A great deal of work has gone on behind the scenes to tailor MSN content for microbrowser-equipped cell phones, Smith says. One way to deliver information to wireless devices is to run content from an existing Web site through a special proxy server that selects and reformats the data that will be delivered to the cell phone. Although used widely, this approach has some drawbacks; processing by a proxy server can slow down performance, and there are some limits to the amount of reformatting that can be done.

MSN Mobile has taken a different approach.
“We start from scratch, taking the raw content in a format like XML,”
says Smith.
“Then we build a specific user interface around it. We feel that provides a much better user experience.”

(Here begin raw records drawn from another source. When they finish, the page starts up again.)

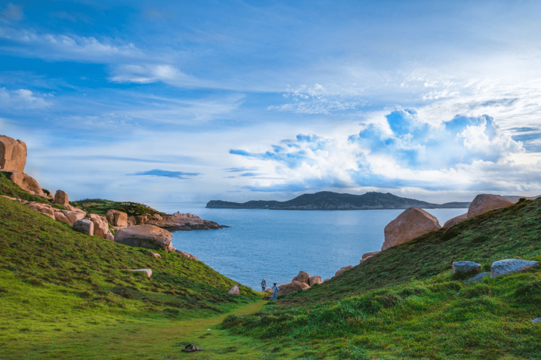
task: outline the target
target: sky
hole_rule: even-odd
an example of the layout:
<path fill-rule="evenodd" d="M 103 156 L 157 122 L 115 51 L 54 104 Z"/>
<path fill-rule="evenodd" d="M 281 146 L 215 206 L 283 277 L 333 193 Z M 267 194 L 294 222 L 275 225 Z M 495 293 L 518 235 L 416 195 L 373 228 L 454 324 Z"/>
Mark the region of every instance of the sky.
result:
<path fill-rule="evenodd" d="M 541 194 L 541 2 L 0 0 L 0 134 L 70 200 Z"/>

As a group program manager for MSN Mobile, Smith has been an early user of the new service, and he has seen the advantages on a number of occasions, most recently while he was on jury duty.
“Even though I was stuck downtown all day, I was able to access my email and accomplish some of what I was supposed to do that day,”
he recalls.

Smith says he looks forward to the time when his mother also will be able to use it.
“Once MSN Mobile 2.0 is released, she’ll be able to send me email when she is going to be late,”
he says.
“That will buy me some extra time at work and let me get some more errands done on the way to the airport.”